From molecular orbital theory, you know that solving the Schrödinger equation for a molecule yields a set of molecular orbitals, and electrons fill these orbitals to produce a ground-state electron configuration — typically represented as a single Slater determinant (an antisymmetrized product of one-electron wavefunctions). From perturbation theory, you know that approximate solutions can be systematically improved by adding corrections. Configuration Interaction (CI) combines both ideas: it improves the wavefunction by mixing in excited-state configurations, treating the ground-state determinant as a starting point and building a better answer from a linear combination of many determinants.
The physical motivation is electron correlation. The Hartree-Fock method treats each electron as moving in the average field of all others, but real electrons actively avoid each other instant by instant. This correlated motion lowers the energy below the Hartree-Fock prediction. CI captures this effect by constructing excited configurations — determinants where one or more electrons have been promoted from occupied to virtual (unoccupied) orbitals — and mixing them with the ground-state determinant. The wavefunction becomes Ψ = c₀Φ₀ + c₁Φ₁ + c₂Φ₂ + ..., where each Φ is a different electron configuration and the coefficients c are determined by minimizing the energy. The more configurations you include, the more correlation you recover.
In practice, CI is organized by excitation level. CIS (singles only) promotes one electron at a time and is primarily used for excited-state calculations — it does not improve the ground-state energy because of Brillouin's theorem. CISD (singles and doubles) adds double excitations and captures most of the ground-state correlation energy. CISDT, CISDTQ, and so on include ever-higher excitations. Full CI (FCI) — including all possible excitations within the basis set — gives the exact answer for that basis, but the number of determinants grows factorially with system size, making FCI feasible only for the smallest molecules.
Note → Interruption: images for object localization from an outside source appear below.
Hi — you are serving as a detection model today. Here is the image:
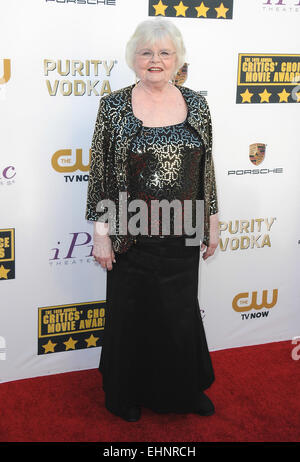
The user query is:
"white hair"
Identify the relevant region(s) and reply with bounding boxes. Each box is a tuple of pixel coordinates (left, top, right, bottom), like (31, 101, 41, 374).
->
(125, 19, 186, 76)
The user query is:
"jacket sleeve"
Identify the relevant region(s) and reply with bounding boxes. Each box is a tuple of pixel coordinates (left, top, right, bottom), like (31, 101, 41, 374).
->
(204, 97, 219, 216)
(85, 97, 109, 222)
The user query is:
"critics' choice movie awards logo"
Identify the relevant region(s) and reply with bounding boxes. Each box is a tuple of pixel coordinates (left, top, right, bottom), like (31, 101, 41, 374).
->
(236, 54, 300, 104)
(38, 301, 106, 355)
(0, 229, 15, 280)
(219, 217, 276, 251)
(149, 0, 233, 19)
(232, 289, 278, 321)
(44, 59, 116, 96)
(227, 143, 283, 176)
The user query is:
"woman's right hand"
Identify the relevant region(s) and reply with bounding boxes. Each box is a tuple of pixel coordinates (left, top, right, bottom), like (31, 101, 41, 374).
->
(93, 223, 116, 271)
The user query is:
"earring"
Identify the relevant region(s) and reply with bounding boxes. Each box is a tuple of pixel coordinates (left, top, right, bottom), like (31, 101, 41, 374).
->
(134, 75, 139, 87)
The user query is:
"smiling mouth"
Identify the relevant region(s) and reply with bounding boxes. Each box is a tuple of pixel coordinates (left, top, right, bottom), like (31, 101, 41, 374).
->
(148, 67, 163, 72)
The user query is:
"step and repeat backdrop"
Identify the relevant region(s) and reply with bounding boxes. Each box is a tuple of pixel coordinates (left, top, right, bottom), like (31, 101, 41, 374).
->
(1, 0, 300, 382)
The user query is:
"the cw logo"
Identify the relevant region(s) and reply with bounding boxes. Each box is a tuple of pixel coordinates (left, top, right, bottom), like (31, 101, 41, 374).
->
(51, 149, 91, 173)
(0, 59, 11, 84)
(232, 289, 278, 312)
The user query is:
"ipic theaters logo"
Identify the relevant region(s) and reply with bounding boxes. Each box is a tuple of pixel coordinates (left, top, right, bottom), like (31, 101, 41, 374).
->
(0, 165, 16, 186)
(232, 289, 278, 321)
(38, 301, 106, 355)
(236, 54, 300, 103)
(51, 148, 90, 183)
(0, 229, 15, 280)
(262, 0, 300, 13)
(227, 142, 283, 176)
(49, 232, 94, 266)
(149, 0, 233, 19)
(44, 59, 116, 96)
(219, 218, 276, 251)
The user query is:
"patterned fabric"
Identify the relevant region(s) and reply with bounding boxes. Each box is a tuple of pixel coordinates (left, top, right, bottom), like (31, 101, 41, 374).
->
(129, 120, 204, 236)
(86, 84, 218, 254)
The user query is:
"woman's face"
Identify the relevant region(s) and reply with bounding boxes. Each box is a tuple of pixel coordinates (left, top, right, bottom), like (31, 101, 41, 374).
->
(133, 36, 177, 87)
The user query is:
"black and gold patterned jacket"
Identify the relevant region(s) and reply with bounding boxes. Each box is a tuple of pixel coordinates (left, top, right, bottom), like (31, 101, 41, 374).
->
(86, 84, 218, 254)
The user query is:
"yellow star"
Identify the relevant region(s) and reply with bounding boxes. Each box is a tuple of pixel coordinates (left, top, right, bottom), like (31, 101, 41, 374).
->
(195, 2, 210, 17)
(240, 88, 253, 103)
(63, 337, 78, 351)
(295, 91, 300, 102)
(174, 1, 189, 17)
(153, 0, 168, 16)
(0, 265, 10, 279)
(259, 88, 272, 103)
(85, 334, 99, 348)
(42, 339, 57, 354)
(277, 88, 290, 102)
(215, 2, 229, 18)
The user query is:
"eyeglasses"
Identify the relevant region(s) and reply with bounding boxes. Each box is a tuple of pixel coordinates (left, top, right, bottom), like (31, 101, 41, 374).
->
(135, 49, 176, 61)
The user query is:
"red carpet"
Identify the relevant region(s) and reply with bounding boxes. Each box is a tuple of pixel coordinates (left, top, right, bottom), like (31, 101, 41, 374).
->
(0, 340, 299, 443)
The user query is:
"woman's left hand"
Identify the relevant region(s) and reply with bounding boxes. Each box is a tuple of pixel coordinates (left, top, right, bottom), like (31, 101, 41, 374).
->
(201, 213, 219, 260)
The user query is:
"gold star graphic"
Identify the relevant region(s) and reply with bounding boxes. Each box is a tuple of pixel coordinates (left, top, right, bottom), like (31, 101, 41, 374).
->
(174, 1, 189, 17)
(195, 2, 210, 17)
(277, 88, 290, 102)
(153, 0, 168, 16)
(85, 334, 99, 348)
(240, 88, 253, 103)
(295, 91, 300, 102)
(64, 337, 78, 351)
(215, 2, 229, 18)
(42, 339, 57, 354)
(0, 265, 10, 279)
(259, 88, 272, 103)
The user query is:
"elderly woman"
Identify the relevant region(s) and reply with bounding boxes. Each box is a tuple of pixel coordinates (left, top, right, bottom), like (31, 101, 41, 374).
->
(86, 19, 219, 422)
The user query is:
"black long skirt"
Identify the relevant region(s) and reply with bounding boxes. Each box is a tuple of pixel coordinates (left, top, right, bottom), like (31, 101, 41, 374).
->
(99, 236, 215, 415)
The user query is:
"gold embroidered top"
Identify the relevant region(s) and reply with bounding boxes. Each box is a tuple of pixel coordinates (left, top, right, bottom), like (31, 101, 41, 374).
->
(129, 120, 204, 237)
(86, 84, 218, 254)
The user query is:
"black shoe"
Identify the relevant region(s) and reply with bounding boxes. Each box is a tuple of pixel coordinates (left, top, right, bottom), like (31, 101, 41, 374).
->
(195, 392, 215, 416)
(108, 404, 141, 422)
A critical limitation of truncated CI is the size-consistency problem. If you calculate two non-interacting hydrogen molecules separately with CISD and then calculate the combined four-electron system with CISD, the energies do not add up correctly. This happens because doubles for the combined system include some excitations that are quadruples relative to the individual molecules — excitations that CISD excludes. This error grows with system size, making truncated CI less reliable for large molecules. Methods like coupled-cluster theory were developed partly to fix this problem while retaining the systematic improvability that makes CI conceptually appealing.